Sunday, November 20, 2022

The Swiss option for renumeration of excess reserves, reconsidered

 

When the Swiss central bank announced change to its renumeration of excess reserves held by commercial banks, I voiced skepticism that this would work. Specifically, I wrote that “when the system has large amount of excess reserves then this renumeration scheme should negate the increase in policy rates” and later that “one could address this by increasing the threshold [b]ut this would negate the desired goal of this policy which is decreasing the sums paid to commercial banks”.  Few months later, we know that the Swiss central bank did exactly what I said in the second part of the quote: it set the threshold above which excess reserves earn 0% interest to very high number – 28 times the required reserves. So while marginal excess reserves do pay 0% interest rate, the point where this marginal rate starts to apply is very high, so high that most (or no?) banks actually reach it.

In terms of the overnight market this means that there are banks that will borrow excess reserves at rates close but below the deposit rate, since they will be able to earn the deposit rate. In aggregate, the overnight (SARON) rate will stay close to the deposit rate, something we have indeed observed since the change (see picture below). The only difference is that the overnight rate is slightly below the deposit rate, rather than slightly above deposit rate, as was the case before the change.
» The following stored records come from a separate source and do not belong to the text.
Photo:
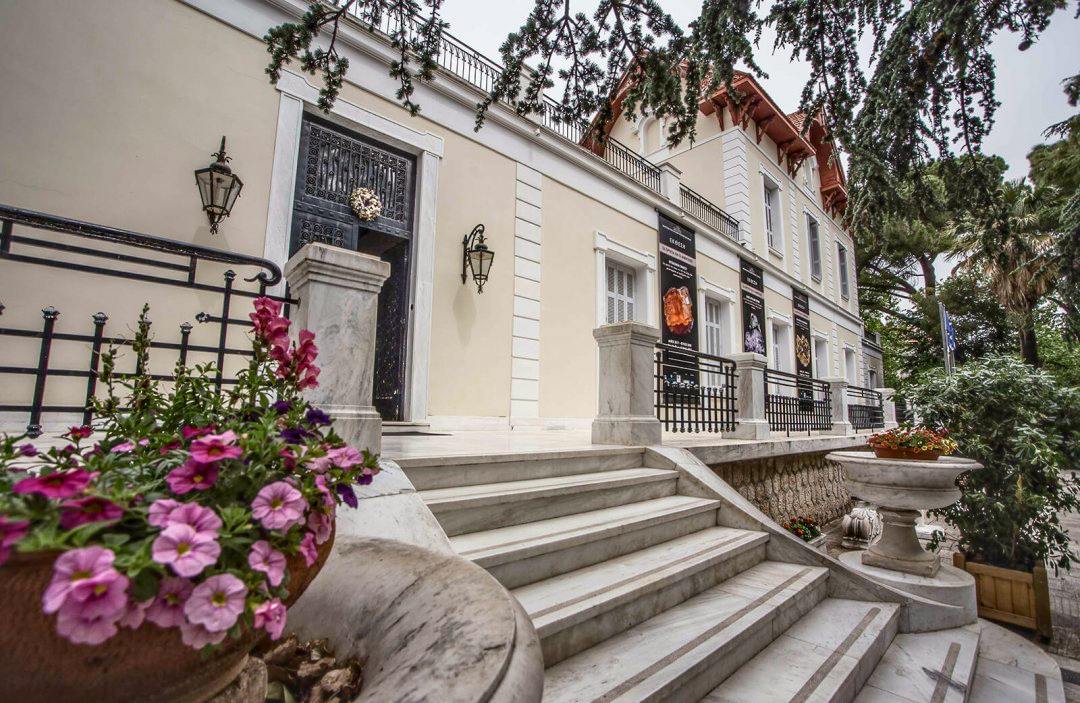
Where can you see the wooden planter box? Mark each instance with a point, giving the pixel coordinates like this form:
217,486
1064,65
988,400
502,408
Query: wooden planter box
1006,595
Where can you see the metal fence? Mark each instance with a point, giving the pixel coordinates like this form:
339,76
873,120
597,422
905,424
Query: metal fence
865,408
696,392
794,404
459,59
706,212
35,239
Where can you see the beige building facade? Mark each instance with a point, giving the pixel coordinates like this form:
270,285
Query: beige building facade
124,98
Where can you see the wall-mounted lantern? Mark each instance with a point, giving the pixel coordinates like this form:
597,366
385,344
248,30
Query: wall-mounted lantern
475,257
218,188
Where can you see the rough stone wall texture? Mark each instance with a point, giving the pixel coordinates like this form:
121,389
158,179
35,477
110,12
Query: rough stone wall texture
783,487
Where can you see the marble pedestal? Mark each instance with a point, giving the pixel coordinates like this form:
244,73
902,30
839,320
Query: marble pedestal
949,585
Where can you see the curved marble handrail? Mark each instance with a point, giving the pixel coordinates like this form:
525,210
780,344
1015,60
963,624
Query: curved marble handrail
426,625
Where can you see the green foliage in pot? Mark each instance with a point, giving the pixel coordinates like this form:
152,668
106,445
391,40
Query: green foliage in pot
1024,428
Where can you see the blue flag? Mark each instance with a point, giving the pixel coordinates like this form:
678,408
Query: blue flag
949,333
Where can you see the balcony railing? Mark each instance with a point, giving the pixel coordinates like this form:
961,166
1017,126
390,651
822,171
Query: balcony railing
696,392
475,69
706,212
35,239
865,408
794,404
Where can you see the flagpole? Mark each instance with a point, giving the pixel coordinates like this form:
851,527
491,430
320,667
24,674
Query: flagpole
941,318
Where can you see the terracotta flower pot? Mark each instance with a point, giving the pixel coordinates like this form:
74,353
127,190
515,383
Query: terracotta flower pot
913,455
148,664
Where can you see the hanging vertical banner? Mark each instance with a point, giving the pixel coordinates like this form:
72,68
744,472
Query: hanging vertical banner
752,289
804,361
678,295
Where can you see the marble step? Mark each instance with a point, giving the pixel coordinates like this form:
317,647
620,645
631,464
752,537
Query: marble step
471,470
937,666
687,650
576,610
521,554
826,657
470,509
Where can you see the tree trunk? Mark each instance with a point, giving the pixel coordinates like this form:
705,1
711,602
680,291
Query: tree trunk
1028,343
929,275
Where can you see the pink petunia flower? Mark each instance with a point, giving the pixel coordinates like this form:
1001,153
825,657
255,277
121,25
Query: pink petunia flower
308,549
59,484
11,531
269,560
167,607
77,575
200,517
76,625
197,636
320,524
185,550
270,616
135,613
160,510
279,505
78,433
215,447
191,475
190,433
216,603
91,509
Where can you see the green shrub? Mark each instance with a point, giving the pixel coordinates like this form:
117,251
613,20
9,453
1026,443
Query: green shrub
1024,428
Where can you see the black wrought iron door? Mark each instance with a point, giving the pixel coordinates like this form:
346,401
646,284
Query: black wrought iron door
333,162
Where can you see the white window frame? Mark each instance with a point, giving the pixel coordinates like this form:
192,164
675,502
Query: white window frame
709,291
842,270
813,247
644,266
773,240
821,360
850,373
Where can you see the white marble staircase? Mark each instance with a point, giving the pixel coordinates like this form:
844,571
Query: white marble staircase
638,594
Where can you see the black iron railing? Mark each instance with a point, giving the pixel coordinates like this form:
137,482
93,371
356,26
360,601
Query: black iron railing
865,408
459,59
36,239
696,392
706,212
794,404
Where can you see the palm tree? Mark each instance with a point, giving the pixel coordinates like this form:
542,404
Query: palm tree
1010,249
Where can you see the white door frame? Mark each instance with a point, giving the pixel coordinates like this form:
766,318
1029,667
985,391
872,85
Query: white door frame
298,95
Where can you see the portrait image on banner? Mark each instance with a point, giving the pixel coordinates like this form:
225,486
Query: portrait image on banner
752,292
804,355
678,295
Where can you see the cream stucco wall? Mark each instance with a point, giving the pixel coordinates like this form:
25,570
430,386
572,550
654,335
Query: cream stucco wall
568,295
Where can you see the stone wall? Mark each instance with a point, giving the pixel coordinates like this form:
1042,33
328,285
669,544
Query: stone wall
785,486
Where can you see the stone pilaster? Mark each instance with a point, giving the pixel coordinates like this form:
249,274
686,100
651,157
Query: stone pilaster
339,299
751,422
625,409
889,406
838,401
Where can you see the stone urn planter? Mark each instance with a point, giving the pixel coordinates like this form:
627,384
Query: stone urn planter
901,487
147,664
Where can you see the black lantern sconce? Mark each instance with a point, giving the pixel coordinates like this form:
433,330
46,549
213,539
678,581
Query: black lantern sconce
475,257
218,188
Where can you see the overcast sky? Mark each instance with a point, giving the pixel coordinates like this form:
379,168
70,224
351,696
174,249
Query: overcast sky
1028,82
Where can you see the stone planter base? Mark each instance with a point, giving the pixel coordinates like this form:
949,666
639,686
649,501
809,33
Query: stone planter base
950,586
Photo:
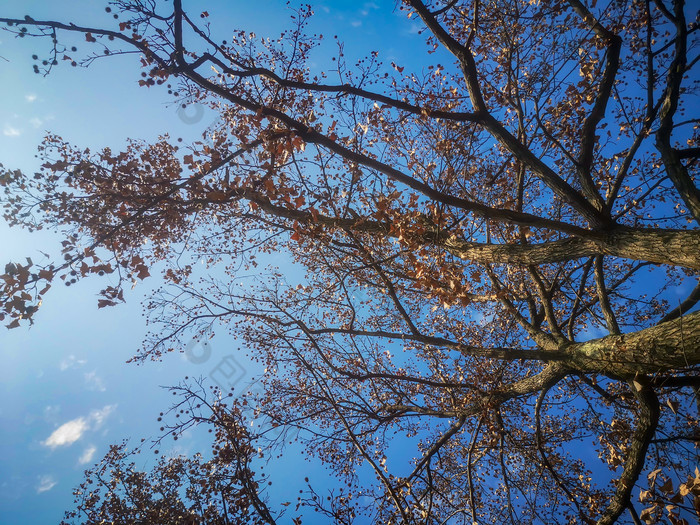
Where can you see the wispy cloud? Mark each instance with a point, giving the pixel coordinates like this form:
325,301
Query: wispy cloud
46,483
87,455
94,382
9,131
67,434
70,432
71,362
98,416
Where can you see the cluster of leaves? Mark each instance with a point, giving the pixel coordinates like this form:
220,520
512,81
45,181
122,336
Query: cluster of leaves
489,241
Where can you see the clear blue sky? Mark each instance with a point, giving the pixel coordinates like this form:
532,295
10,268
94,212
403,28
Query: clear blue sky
65,390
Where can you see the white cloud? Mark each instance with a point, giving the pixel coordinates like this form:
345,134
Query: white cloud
67,433
70,432
71,362
94,382
99,416
87,455
46,483
9,131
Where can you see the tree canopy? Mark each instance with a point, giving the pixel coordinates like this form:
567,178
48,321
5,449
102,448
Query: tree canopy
491,245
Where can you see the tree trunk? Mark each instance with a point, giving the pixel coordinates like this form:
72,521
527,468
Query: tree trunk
668,346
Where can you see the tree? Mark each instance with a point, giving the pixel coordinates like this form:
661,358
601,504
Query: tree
490,245
179,490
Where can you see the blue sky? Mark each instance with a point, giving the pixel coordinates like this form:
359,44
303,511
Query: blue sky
65,390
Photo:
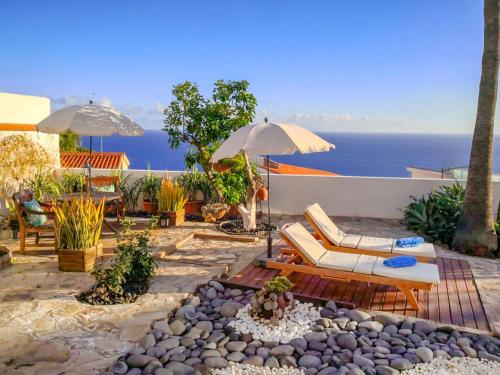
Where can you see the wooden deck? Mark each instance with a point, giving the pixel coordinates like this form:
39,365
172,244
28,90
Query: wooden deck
455,300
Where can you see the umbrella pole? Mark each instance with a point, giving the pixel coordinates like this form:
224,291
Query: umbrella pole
90,165
269,238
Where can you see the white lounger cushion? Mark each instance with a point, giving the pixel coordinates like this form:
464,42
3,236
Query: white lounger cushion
424,272
376,244
425,249
327,227
338,261
365,264
302,239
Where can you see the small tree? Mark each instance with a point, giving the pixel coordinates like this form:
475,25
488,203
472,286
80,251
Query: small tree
204,123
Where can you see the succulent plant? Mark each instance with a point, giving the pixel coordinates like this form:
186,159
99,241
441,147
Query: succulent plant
272,300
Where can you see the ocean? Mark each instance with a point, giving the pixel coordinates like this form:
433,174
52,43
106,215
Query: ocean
356,154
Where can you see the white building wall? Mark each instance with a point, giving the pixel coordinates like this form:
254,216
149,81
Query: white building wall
27,109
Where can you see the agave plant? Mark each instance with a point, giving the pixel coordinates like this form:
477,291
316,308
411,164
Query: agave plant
171,196
78,223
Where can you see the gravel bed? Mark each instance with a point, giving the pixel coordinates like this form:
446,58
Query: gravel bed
455,366
203,334
238,369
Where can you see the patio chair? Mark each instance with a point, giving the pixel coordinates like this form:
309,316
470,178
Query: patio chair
24,226
333,238
109,184
308,256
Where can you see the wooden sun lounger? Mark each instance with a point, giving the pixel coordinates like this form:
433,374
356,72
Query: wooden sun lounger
423,253
307,257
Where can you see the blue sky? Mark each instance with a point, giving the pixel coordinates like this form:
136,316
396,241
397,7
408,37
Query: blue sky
351,65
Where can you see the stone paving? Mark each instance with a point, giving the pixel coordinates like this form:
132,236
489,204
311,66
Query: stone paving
44,330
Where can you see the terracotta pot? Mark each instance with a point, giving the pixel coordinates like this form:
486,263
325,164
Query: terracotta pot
148,206
193,207
79,260
175,218
262,194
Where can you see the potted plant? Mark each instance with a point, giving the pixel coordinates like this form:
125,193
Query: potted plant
171,201
149,187
77,226
272,300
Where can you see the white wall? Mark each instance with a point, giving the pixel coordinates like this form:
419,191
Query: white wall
376,197
30,110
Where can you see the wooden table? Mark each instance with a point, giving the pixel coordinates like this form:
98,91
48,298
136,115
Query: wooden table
96,196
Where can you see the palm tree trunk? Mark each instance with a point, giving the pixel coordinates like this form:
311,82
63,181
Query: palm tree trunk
475,232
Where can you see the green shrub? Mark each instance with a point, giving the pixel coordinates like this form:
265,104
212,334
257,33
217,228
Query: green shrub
437,215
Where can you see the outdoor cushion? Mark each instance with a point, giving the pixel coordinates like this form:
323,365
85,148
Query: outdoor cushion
338,261
351,240
334,234
365,264
33,219
304,241
423,272
376,244
425,250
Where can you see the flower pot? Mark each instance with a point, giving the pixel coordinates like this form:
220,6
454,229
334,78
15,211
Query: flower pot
193,207
262,194
79,260
148,206
175,218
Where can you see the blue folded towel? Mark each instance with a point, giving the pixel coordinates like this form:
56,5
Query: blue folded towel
409,241
401,261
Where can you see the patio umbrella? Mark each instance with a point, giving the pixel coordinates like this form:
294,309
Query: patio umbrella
271,138
89,120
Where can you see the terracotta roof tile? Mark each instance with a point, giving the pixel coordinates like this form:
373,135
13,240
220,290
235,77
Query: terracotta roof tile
100,160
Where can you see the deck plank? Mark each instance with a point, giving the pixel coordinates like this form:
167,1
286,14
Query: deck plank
456,300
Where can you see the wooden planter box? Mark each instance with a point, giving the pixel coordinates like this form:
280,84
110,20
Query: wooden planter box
5,259
79,260
193,207
175,218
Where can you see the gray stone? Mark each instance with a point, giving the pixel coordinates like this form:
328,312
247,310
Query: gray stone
282,350
386,370
362,361
425,354
300,343
347,341
254,361
424,326
163,371
401,364
229,309
139,360
358,315
371,325
169,343
272,362
236,346
211,293
120,368
309,361
315,336
215,362
236,357
177,327
179,368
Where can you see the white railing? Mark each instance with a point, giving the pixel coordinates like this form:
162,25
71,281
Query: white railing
376,197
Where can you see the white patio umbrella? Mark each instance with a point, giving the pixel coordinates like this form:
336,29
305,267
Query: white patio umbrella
271,138
89,120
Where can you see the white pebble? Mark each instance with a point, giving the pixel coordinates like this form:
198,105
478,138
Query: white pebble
295,323
455,366
239,369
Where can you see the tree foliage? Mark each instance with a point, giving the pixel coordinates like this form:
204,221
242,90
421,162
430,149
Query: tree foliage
204,123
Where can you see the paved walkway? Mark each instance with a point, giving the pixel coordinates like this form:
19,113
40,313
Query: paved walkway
44,330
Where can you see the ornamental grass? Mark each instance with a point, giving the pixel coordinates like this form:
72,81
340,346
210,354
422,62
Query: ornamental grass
78,223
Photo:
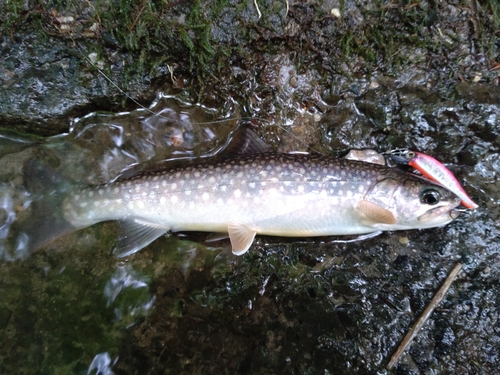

This reflects the fact that the banks lending reserves out now earn rate below deposit rate (0%), while borrowers earn deposit rate, so that the price of the transaction has to be in between those two. (Before lenders earned deposit rate, so the lower bound was the deposit rate; borrowers presumably would have to borrow at equivalent of marginal refinancing rate).



What about the effect on the payments from central bank to the commercial banks, which is presumably the main motivation? Of course, the policy means that for the 28-multiples of required reserves it is the deposit rate that applies, which means that the central bank is still paying large sums of money to commercial banks, despite the change it did. So, this policy should achieve very little in the direction of the desired outcome of lowering payments to commercial banks and corresponding losses for the central bank. That said, it does not achieve zero effect: as long as some banks are above the 28-multiple threshold, which is presumably the case, they are being paid less than what they would be paid otherwise.

So why did the Swiss central bank do it? It is hard to say. Partly, it might be simple theater for the public: setting the marginal rate for excess reserves to 0% means that the central bank can claim it did something. Equally, it might be issue of redistribution of excess reserves and profits: the change pushes excess reserves towards banks that are below the threshold and punishes banks with largest amount of excess reserves. What else? I think the evolution of ESTR, which stayed close to deposit rate despite it rising above 0%, makes it clear that the change can hardly be motivated by desire to impact the market interest rates, as the bank claimed; if anything, the move leads to slightly lower market interest rates.[1]

What does all this imply for the future behavior of the ECB? The fact that this is a lot about playing politics, rather than macroeconomic or financial policy, it is hard to know what the ECB will do. There are arguments for it not to do anything. First, it would avoid the whole messy business, including possible unintended consequences, perspective that might win given the limited effect on what it is supposed to achieve. Second, since it leads to lower overnight rate, and the magnitude of the effect might be hard to calibrate – especially in euro zone money market with much larger number of commercial banks and much bigger heterogeneity of excess reserves (see below).

 


 

 

That said, the ECB might still go for it despite the limitations. Apart from doing something for the sake of doing anything, even if the savings for the central bank would be small, the main motivation I could see is the positive effect on the redistribution of excess reserves: with potentially large costs of missed opportunity for banks above the threshold, there would be strong incentive for them to lend their reserves to banks below threshold. In environment of much higher overall interest rates this could have desirable financial stability effects. That said, since German banks would be hurt the most in terms of lost profits, the redistribution effects could also be a reason why this does not pass – the German central banker might not be too happy about this.

On balance, I now think that the ECB will stay clear of any change. It feels like that if they would do anything, they would have done it already when the changed the LTRO terms. The fact that back then they went for lowering the interest rate on required reserves – from main refinancing rate to deposit rate – but not for tiering suggests that they might have decided that going down this road offers too little benefit and too much risk. But of course, the ECB could easily surprise me once again.

 

 



[1] Specifically, the bank said that it “ensures that the secured short-term Swiss franc money market rates remain close to the SNB policy rate”. True, they mention secured rates, which in euro zone are disconnected from the deposit rate, but that is mostly down to collateral shortage, and I don’t see how renumeration change affects that.